Code Monkey home page Code Monkey logo

atlas-html-stream's Introduction

atlas-html-stream

A super fast html-parser stream that outputs tag, text and closing nodes.

Travis


install

npm install --save atlas-html-stream

why

I didn't like htmlparser2's streaming API and I wanted an html parser that collpased text-node whitespace by default. I also wanted to see if I could write a faster parser.

performance

htmlparser-benchmark

The following benchmark was done on my local machine using htmlparser-benchmark. Lower is better:

atlas-html-stream: 4.91208 ms/file ± 6.08846
htmlparser2: 7.06549 ms/file ± 5.09643

I only tested against htmlparser2 because it was the fastest stream-based parser. This benchmark uses the streaming interface of both parsers.

memory usage

A simple parser requires the body to be in memory, which can be game-breaking if your HTML is very large. This parser is a stream, and benefits from using chunked data. The basic idea is to keep track of the current chunk and anything from the previous chunk which spills over into the current chunk. For example, consider the following two chunks:

  1. "first data chunk <di"
  2. "v>second chunk</div>"

When the parser is done with the first chunk, it will recognize that it needs to hold onto "<di" and will only flush "first chunk " from memory.
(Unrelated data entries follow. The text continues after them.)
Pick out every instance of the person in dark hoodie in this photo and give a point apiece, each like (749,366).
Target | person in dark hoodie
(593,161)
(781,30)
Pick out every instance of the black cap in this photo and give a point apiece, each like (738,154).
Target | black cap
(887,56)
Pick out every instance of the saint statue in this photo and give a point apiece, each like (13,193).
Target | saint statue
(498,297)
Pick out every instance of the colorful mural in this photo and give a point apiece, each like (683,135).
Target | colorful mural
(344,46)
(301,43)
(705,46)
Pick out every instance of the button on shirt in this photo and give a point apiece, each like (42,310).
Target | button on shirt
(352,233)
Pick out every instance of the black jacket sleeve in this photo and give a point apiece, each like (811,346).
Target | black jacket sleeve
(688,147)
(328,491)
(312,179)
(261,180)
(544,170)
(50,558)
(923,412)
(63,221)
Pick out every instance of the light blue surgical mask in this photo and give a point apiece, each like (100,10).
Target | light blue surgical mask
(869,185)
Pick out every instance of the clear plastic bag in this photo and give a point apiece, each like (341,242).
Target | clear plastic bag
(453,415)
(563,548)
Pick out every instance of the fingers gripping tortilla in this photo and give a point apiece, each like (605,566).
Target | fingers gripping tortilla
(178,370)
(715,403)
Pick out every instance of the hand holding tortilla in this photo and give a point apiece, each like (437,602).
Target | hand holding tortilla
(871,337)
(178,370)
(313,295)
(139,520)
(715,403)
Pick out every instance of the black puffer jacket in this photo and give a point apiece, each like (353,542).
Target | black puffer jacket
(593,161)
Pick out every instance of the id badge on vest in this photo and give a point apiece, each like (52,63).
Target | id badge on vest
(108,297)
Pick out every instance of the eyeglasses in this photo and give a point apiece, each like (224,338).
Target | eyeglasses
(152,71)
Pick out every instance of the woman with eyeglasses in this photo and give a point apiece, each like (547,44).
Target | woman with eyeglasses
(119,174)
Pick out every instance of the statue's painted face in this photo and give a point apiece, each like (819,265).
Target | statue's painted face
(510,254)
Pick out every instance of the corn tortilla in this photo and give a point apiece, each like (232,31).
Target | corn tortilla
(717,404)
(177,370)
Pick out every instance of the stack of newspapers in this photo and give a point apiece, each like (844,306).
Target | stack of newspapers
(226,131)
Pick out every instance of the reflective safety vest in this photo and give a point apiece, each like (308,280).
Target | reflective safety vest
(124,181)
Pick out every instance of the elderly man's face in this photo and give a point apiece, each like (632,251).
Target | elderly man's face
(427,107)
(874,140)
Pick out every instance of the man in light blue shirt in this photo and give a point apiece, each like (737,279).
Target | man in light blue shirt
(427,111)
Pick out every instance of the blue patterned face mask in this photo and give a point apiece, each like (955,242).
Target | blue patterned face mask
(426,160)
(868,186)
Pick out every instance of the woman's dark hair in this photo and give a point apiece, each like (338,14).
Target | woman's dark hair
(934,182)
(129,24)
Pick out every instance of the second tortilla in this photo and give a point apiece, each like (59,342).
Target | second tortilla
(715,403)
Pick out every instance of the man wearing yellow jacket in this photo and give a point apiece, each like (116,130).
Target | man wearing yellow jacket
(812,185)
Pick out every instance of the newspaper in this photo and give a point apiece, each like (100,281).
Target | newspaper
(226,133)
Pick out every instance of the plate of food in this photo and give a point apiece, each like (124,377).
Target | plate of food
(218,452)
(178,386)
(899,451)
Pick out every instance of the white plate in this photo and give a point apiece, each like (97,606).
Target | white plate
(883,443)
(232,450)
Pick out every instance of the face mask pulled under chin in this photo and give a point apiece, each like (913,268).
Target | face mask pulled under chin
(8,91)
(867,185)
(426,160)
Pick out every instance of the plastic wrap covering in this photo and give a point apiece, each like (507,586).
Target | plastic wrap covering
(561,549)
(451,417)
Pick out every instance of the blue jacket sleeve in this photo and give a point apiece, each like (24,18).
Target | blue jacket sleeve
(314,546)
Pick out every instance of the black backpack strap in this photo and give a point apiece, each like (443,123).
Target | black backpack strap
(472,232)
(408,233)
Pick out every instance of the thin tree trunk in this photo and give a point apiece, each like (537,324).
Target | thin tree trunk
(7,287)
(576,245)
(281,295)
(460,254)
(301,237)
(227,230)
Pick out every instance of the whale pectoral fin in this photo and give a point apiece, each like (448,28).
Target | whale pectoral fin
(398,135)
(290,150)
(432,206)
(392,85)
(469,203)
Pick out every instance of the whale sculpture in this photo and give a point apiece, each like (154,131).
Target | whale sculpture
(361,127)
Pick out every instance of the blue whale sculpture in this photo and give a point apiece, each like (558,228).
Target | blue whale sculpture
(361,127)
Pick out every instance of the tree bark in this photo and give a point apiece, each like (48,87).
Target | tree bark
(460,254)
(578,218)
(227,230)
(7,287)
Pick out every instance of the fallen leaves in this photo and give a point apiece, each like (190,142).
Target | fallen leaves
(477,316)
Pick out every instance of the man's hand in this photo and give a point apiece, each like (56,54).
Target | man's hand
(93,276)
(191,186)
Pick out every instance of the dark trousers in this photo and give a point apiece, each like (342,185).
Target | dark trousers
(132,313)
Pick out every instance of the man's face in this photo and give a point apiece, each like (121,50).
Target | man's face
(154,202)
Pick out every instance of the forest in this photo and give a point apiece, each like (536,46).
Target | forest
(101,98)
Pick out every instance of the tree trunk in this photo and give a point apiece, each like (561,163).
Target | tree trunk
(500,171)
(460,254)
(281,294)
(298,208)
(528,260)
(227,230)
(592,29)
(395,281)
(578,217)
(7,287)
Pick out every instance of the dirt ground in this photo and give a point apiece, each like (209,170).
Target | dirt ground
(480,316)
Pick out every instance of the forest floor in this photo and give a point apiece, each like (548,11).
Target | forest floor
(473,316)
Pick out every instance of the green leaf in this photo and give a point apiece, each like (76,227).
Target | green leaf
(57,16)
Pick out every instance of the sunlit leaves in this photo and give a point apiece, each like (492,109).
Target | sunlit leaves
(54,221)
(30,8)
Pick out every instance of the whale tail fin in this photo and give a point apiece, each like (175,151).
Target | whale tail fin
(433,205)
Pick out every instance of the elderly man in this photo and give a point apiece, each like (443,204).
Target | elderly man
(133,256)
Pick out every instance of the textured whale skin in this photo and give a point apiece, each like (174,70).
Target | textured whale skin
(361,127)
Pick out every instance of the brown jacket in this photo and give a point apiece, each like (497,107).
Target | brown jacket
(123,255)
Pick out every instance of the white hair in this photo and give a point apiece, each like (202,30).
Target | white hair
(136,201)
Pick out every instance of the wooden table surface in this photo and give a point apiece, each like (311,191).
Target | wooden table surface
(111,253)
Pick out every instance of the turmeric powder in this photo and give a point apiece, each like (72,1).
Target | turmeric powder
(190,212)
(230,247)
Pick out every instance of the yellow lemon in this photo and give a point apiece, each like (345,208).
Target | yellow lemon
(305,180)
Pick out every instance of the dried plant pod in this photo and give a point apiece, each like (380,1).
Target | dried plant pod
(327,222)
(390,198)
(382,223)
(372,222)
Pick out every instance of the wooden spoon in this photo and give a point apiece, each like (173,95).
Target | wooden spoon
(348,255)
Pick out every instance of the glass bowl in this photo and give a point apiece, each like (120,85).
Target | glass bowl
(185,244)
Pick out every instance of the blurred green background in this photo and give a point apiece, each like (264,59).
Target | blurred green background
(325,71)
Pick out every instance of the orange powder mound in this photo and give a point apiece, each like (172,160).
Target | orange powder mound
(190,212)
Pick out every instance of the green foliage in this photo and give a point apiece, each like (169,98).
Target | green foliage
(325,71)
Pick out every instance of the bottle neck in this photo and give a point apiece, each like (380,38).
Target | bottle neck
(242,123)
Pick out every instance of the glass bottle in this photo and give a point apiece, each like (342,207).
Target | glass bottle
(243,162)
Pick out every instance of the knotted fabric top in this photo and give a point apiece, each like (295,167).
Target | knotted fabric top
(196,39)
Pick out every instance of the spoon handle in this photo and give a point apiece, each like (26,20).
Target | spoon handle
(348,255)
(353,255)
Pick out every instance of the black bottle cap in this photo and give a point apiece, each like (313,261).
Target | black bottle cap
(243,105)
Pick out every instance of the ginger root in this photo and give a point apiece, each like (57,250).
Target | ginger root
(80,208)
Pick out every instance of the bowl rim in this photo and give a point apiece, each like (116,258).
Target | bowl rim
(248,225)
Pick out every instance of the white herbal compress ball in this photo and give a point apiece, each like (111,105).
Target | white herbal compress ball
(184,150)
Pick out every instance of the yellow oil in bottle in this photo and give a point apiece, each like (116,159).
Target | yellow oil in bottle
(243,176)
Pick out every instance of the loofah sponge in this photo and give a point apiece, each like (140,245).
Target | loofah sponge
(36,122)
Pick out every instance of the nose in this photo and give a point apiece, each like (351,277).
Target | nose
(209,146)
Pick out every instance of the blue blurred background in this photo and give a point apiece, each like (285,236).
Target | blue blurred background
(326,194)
When the parser is done with the second chunk, it will flush everything from memory since there's no longer a pending node.

examples

Using this parser is really easy since it extends the stream interface -- all you need to do is pipe or write HTML to it and listen to "data" events:

with piping

The stream interface is recommended, because it allows you to consume a constant amount of memory (regardless of HTML size):

const { createReadStream } = require("fs");
const HtmlParser = require("atlas-html-stream");
const myHtmlFile = createReadStream("./index.html");

myHtmlFile.pipe(new HtmlParser()).on("data", ({name, data, text}) => {
  if (text){
    // is a text node
    console.log(text);
  } else if (name && data){
    // is an opening tag with potential attributes
    console.log(name, data)
  } else {
    // is a closing tag
    console.log(name)
  }
}).on("end", () => {
  console.log("parsed all html")
})

without piping

This is not recommended unless you can afford to have your HTML exist entirely in memory. First, we'll write a small helper to abstract away the streaming interface:

// helpers.js
const HtmlParser = require("atlas-html-stream");
const parser = new HtmlParser();

const parseHtml = html => {
  const nodes = [];
  parser.on("data", data => nodes.push(data))
  parser.write(html)
  // resets the parser back to vanilla state
  parser.reset();
  return nodes;
}

module.exports = { parseHtml };

Next, we'll use our helper to parse our in-memory html file:

const { readFileSync } = require("fs");
const { parseHtml } = require("./helpers");
const file = readFileSync("./index.html");
const nodes = parseHtml(file);
// do what you want with the parsed nodes.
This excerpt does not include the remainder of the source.